DAIRY farmers supplying Arla will have more than 1ppl cut from their farmgate price from Monday – and Muller has announced a 1ppl cut from August 1.

The Arla announcement was immediately condemned as "yet another body blow to dairy farmers" by Rob Harrison, NFU dairy board chairman.

The new price of 23.81ppl is due to Arla's own one eurocent (0.77p) per kilo cut combined with a 0.41p cut in the exchange rate due to the strength of sterling.

The co-operative has also announced it will reduce the amount it pays its direct suppliers who are not members of the co-operative by 1ppl to 22ppl from August 1.

Ash Amirahmadi, Arla's head of UK milk and member services, said: "Commodity markets are continuing their downward trend, despite only a minor reduction in prices in the latest GDT auction.

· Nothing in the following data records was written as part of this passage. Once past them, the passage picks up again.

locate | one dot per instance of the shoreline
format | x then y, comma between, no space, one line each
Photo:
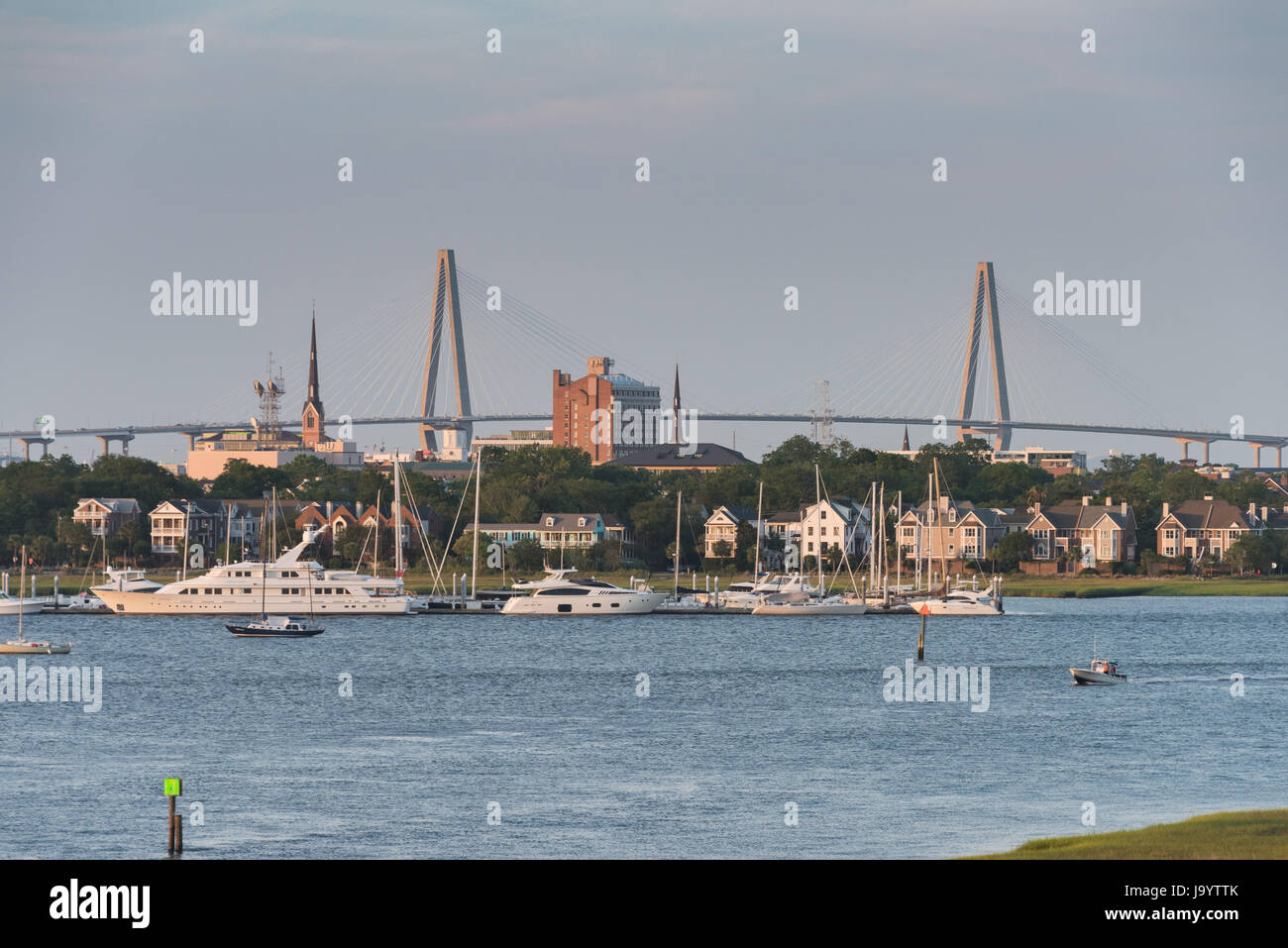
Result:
1227,835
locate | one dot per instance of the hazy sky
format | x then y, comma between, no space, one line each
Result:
768,168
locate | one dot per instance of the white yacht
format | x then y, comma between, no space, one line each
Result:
561,595
288,584
964,600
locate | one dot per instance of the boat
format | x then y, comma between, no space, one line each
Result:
286,586
562,595
17,605
962,600
1103,672
25,647
828,605
274,627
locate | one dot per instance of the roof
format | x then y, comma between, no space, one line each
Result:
679,456
1209,514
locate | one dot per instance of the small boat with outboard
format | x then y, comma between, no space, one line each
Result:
1102,673
274,627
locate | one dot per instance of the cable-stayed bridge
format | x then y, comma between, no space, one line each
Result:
468,353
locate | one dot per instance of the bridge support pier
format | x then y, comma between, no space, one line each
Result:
29,441
106,441
1185,447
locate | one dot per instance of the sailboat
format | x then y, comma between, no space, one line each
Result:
21,646
275,626
794,604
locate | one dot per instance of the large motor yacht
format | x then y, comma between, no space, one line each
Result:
287,586
561,595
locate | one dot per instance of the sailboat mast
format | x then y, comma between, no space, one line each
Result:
679,502
397,522
22,581
818,506
475,557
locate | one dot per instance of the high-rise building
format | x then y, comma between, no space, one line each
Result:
604,410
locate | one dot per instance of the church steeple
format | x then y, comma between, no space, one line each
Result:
675,407
313,428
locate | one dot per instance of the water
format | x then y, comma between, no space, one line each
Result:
745,715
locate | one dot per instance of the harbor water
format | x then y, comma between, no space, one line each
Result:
656,736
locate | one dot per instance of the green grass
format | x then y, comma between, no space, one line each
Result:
1098,586
1241,835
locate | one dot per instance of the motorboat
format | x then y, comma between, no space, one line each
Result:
286,586
1102,673
828,605
274,627
17,605
964,601
562,595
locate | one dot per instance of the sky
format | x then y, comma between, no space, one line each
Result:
767,168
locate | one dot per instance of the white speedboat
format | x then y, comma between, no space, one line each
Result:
964,601
274,627
828,605
561,595
1102,673
290,584
17,605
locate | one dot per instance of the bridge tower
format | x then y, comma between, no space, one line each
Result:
986,307
447,312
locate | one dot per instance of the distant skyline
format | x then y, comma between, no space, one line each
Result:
768,168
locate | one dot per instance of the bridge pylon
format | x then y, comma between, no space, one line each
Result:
986,307
447,312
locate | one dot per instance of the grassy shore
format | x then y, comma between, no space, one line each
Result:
1241,835
1098,586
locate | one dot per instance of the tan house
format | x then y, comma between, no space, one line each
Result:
1103,533
1196,528
954,532
106,515
722,527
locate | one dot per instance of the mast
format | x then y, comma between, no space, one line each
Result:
475,557
22,581
818,507
679,501
398,569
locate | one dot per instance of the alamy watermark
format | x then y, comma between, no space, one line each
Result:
640,427
1063,296
922,683
44,685
179,296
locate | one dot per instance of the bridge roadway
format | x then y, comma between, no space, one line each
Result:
1196,436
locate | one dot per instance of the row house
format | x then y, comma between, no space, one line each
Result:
1102,532
722,527
176,524
106,515
818,528
952,531
566,531
1196,528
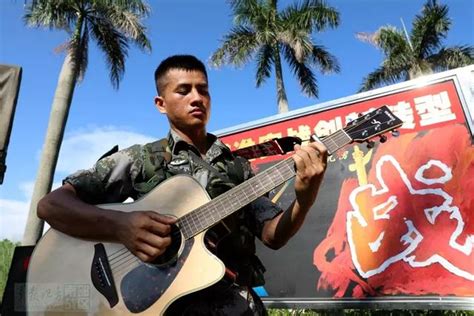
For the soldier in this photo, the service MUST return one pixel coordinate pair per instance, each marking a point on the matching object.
(183, 96)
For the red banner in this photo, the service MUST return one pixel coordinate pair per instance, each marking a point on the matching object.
(401, 222)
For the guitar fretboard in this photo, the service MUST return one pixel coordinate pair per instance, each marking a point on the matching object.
(227, 203)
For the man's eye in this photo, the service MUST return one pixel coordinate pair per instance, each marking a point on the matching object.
(182, 91)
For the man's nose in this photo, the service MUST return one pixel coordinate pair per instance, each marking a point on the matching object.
(196, 97)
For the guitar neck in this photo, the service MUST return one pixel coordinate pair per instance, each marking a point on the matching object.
(229, 202)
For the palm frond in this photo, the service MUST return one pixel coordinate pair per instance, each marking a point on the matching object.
(298, 40)
(78, 48)
(382, 76)
(51, 14)
(310, 15)
(237, 48)
(113, 44)
(325, 61)
(126, 17)
(246, 12)
(264, 64)
(392, 41)
(452, 57)
(430, 28)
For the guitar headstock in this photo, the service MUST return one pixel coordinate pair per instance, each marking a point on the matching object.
(372, 124)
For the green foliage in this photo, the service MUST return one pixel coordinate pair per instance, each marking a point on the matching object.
(6, 254)
(266, 34)
(408, 56)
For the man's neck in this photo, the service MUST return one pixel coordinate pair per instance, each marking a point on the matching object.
(196, 138)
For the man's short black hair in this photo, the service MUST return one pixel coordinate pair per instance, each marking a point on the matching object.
(185, 62)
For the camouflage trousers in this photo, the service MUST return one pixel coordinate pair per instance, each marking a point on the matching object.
(219, 300)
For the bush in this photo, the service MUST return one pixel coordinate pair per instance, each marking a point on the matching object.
(6, 253)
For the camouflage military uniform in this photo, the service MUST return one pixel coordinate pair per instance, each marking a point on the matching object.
(126, 173)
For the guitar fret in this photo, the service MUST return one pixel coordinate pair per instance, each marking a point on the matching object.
(237, 197)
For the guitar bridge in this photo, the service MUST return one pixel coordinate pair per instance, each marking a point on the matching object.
(101, 275)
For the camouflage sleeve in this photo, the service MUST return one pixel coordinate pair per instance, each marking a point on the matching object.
(111, 179)
(262, 210)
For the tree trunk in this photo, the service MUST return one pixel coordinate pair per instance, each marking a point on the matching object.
(281, 94)
(51, 147)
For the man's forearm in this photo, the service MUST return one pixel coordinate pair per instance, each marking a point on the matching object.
(65, 212)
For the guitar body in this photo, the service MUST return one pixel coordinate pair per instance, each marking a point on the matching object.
(68, 275)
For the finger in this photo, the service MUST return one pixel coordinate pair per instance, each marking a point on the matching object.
(156, 241)
(165, 219)
(320, 148)
(299, 161)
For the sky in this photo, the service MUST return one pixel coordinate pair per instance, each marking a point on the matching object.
(101, 117)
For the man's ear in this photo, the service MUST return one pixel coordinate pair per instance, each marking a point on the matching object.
(160, 104)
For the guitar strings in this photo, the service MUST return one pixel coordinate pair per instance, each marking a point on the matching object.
(120, 260)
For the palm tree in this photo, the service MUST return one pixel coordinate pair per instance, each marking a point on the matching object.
(264, 33)
(112, 24)
(420, 53)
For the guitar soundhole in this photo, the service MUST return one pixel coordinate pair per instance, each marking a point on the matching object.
(170, 256)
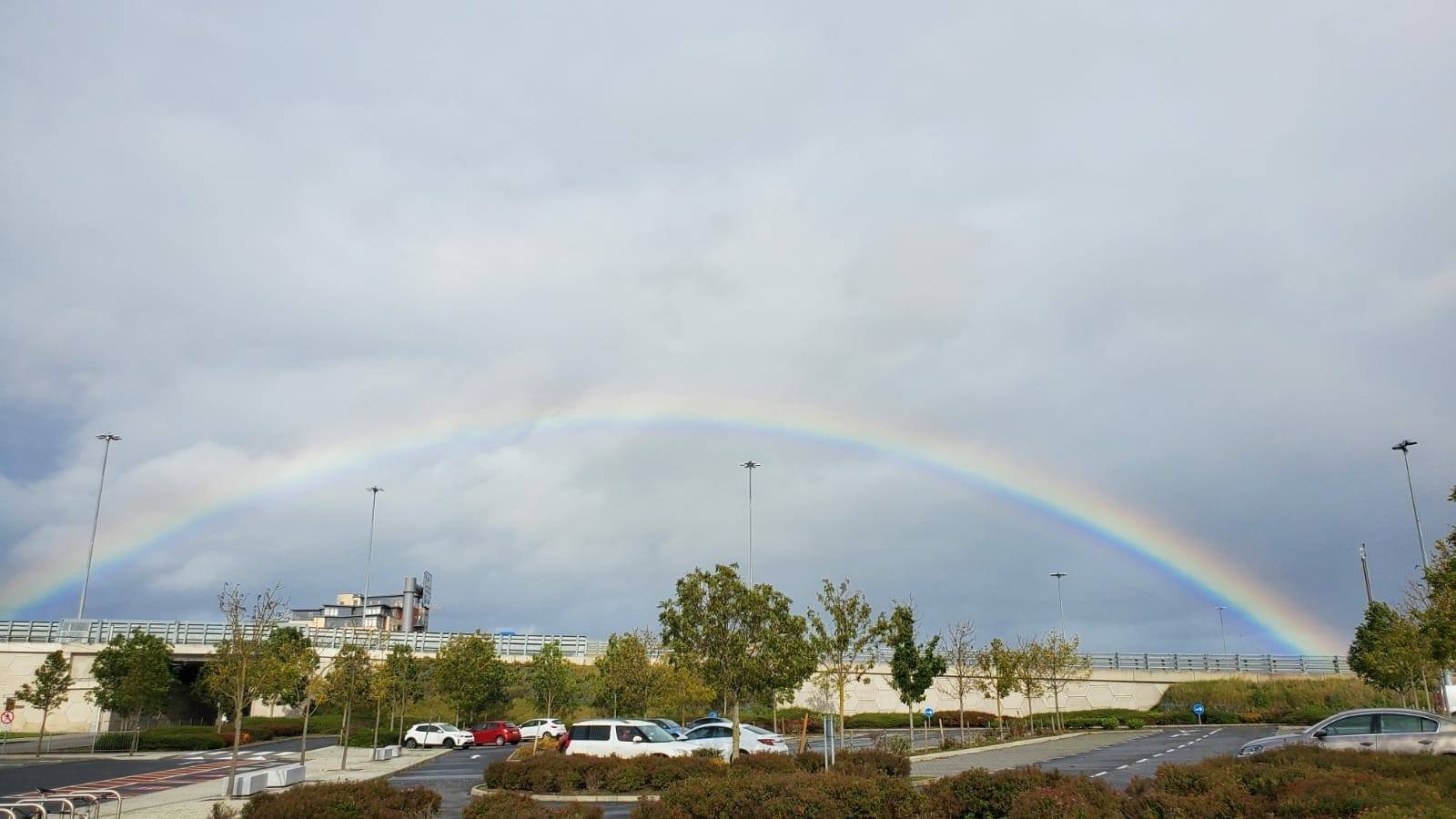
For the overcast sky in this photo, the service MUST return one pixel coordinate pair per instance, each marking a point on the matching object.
(1198, 259)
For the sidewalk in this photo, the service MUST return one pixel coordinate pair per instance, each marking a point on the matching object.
(1019, 753)
(196, 802)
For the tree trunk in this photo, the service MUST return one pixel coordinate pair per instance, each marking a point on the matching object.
(344, 738)
(40, 741)
(303, 745)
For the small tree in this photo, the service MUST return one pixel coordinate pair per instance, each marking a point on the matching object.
(746, 643)
(961, 666)
(242, 668)
(1063, 665)
(470, 675)
(347, 683)
(623, 675)
(914, 666)
(47, 691)
(996, 676)
(133, 678)
(844, 639)
(1030, 663)
(552, 680)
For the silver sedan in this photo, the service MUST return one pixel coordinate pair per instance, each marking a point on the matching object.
(1392, 731)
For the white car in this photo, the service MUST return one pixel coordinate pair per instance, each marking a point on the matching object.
(752, 739)
(543, 727)
(623, 738)
(441, 734)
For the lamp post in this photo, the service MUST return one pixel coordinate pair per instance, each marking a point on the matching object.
(91, 551)
(369, 560)
(1062, 612)
(750, 467)
(1420, 540)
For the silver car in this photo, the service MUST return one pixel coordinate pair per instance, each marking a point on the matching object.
(1394, 731)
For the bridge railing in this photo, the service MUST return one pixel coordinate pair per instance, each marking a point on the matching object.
(182, 632)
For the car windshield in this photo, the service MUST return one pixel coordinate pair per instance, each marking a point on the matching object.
(654, 733)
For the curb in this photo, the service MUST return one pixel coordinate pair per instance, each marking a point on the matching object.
(482, 790)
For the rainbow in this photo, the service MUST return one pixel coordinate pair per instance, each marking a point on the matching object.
(1174, 552)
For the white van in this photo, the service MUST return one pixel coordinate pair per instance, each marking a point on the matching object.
(622, 738)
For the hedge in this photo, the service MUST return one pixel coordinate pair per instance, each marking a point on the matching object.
(369, 799)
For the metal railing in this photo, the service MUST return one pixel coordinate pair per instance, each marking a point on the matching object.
(181, 632)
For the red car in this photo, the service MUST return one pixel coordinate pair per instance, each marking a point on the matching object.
(499, 732)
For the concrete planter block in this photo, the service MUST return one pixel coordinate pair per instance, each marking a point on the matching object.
(284, 775)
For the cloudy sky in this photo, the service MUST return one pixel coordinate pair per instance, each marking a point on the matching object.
(550, 274)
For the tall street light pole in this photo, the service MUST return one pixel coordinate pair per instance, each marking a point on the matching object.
(369, 560)
(91, 552)
(1420, 540)
(1062, 612)
(750, 467)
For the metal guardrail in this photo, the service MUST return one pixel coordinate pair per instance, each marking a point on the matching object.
(181, 632)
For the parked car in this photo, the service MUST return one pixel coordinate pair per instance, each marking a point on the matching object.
(752, 739)
(623, 738)
(1392, 731)
(543, 727)
(441, 734)
(669, 726)
(499, 732)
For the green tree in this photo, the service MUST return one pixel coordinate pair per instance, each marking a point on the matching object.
(623, 675)
(240, 668)
(844, 639)
(1028, 662)
(996, 675)
(47, 691)
(1065, 665)
(914, 666)
(744, 643)
(552, 680)
(1390, 651)
(960, 666)
(133, 678)
(347, 685)
(470, 675)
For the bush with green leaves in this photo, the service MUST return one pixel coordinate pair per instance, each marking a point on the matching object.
(368, 799)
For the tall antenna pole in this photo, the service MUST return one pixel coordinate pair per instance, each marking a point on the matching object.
(1420, 540)
(369, 560)
(91, 552)
(1365, 569)
(750, 467)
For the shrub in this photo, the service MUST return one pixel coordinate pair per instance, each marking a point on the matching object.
(369, 799)
(514, 806)
(866, 763)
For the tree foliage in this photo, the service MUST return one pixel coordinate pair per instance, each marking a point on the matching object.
(47, 690)
(470, 675)
(844, 639)
(133, 678)
(744, 643)
(914, 666)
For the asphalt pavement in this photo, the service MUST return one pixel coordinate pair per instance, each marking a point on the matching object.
(143, 774)
(1140, 756)
(453, 774)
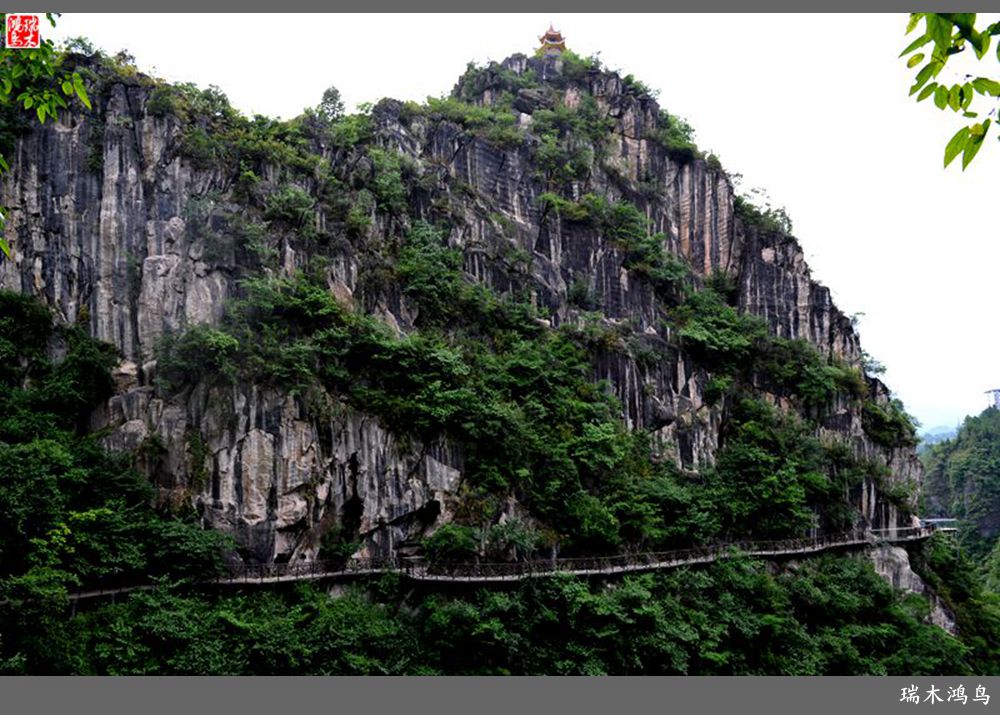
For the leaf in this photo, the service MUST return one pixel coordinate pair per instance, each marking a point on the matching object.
(955, 97)
(972, 147)
(941, 97)
(919, 42)
(967, 95)
(939, 30)
(927, 91)
(923, 75)
(985, 85)
(956, 145)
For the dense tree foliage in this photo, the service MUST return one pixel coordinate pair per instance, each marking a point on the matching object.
(831, 615)
(950, 34)
(74, 514)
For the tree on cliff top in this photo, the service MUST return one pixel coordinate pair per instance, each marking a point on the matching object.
(35, 80)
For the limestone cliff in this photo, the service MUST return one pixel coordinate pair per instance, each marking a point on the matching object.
(117, 223)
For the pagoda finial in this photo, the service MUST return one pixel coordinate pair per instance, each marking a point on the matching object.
(553, 43)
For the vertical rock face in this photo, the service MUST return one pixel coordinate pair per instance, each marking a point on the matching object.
(893, 564)
(115, 226)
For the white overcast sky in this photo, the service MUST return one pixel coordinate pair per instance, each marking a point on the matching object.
(812, 108)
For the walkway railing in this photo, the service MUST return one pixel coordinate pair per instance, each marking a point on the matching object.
(491, 572)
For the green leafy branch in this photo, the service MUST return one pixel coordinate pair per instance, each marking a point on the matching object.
(951, 34)
(35, 80)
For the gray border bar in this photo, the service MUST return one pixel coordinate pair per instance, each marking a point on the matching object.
(482, 696)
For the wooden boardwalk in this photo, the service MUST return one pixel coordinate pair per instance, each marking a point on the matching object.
(486, 573)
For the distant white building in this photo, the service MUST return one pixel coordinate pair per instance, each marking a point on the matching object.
(994, 397)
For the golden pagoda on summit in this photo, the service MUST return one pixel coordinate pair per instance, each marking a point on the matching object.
(553, 43)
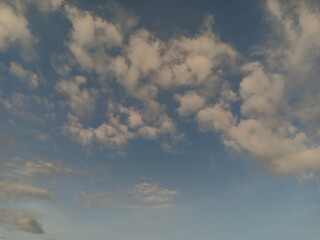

"While we have taken significant mitigating actions, the impact has been felt on our traded business and more recently on European markets which are also in decline.

"Unfortunately, these factors are affecting the entire dairy industry and despite our efforts it has not been possible to buck the trend. I can confirm that our customers in the UK are supporting us at this very difficult time for our members."

But Rob Harrison, NFU dairy board chairman, said: "This is yet another body blow to dairy farmers whose businesses have been in utter turmoil for the past 12 months, with 450 quitting dairy farming since this time last year in England and Wales.

"The recent series of cuts have highlighted the need for short-term solutions to address the problems happening now – farmers need urgent help from industry and Government."

He said Government should put long-term solutions on the back seat.

"We need them to insist on best practice in the supply chain, look at growing dairy consumption and supporting more investment in dairy processing in the UK – and this needs to happen now," he said.

"We also urgently need milk-buyers to be more transparent in pricing. We need all processors to improve transparency in pricing and must stop idly following one another to the bottom; this is a dire situation and we need to see the dairy industry pull through this period of volatility. "Government has a role here in insisting processors provide up-to-date market and production data so that the whole supply chain can better understand what’s happening and how to manage risk in the future."

On Wednesday, Muller UK and Ireland confirmed its milk price would be cut to 23.15ppl from August 1 – its first change for five months.

Martin Armstrong, head of milk supply, said: "All around the world, the imbalance between supply of milk and demand for dairy products is weighing heavily on milk prices.

"We cannot buck this market but we will continue to invest to increase the range of added value dairy products which we supply."

Philip Rowney, chairman of the Muller Wiseman Milk Group which represents dairy farmers who supply the company, said: "Members have already had to accept significant reductions in their milk price and this news will not be welcomed.

"We will continue to work with Muller to maintain as much stability as possible during what is an extremely volatile and damaging period for the British dairy farming industry."

n First Milk introduced a 1ppl price cut for its suppliers on July 1 and Sir Jim Paice, chairman, announced he would stand down once a replacement is found.